Un pauvre Italien, de figure romaine,
Jouant de la piva tristement se promène ;
 
Or, nul pour l’écouter ne s’arrête, et l’enfant
De maison en maison toujours s’en va chantant.
 
Un seul, au premier bruit de l’instrument rustique,
Tressaillit (il venait, celui-là, d’Armorique) :

— Ami, prends cet argent et sonne encore un air !
Vous, mes yeux, fermez-vous à ce ciel pur et clair !
 
Ah ! le corn-boud résonne au loin, l’Océan fume.
Et la fille d’Arvor a passé dans la brume ;
 
Plus légère en passant qu’une biche aux abois.
Ou qu’une blanche fée aux clairières des bois…
 
Sonne encore, ô piva, sonne, instrument sauvage !
Une voix te répond sur un autre rivage ;

De l’Est à l’Occident, pays, répondez-vous :
L’un si cher à mon cœur, l’autre à mes yeux si doux !
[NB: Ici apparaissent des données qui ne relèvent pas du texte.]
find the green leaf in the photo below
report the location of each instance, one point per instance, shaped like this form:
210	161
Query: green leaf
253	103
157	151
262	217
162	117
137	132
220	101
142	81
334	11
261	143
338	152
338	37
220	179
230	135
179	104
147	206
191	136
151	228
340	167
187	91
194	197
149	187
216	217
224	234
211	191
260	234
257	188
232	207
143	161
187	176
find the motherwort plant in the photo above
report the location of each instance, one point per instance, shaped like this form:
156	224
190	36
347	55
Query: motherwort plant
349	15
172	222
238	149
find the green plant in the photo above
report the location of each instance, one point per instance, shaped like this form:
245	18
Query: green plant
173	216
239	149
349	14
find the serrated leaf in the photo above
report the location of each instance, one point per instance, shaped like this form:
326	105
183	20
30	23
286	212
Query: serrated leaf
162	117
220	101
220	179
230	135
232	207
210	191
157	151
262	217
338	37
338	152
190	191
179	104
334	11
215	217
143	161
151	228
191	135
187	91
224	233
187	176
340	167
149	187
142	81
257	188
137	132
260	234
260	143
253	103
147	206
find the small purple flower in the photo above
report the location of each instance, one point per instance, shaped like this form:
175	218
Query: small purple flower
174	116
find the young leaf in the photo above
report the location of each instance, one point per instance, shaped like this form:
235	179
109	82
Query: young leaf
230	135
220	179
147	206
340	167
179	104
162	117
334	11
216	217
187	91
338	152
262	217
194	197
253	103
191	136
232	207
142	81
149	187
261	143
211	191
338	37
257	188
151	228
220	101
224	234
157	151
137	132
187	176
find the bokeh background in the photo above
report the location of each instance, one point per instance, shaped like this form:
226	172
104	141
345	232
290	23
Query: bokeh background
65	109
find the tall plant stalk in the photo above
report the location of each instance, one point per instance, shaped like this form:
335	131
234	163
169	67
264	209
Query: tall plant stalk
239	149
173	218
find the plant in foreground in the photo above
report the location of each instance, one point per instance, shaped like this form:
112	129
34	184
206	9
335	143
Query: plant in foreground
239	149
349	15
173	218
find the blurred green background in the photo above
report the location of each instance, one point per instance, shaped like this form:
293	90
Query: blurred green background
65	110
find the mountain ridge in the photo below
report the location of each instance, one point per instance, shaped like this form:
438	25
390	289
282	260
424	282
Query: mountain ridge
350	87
Qu’aujourd’liui ma province en songe m’apparaisse,
Là tous mes souvenirs, là toute ma tendresse ;
 
Un jour si le corn-boud chante aux brouillards d’Arvor,
Je dirai : « Levez-vous devant moi, pays d’or ! »
 
Et la rouge Sabine et l’Italie entière
Éblouiront mes yeux avides de lumière.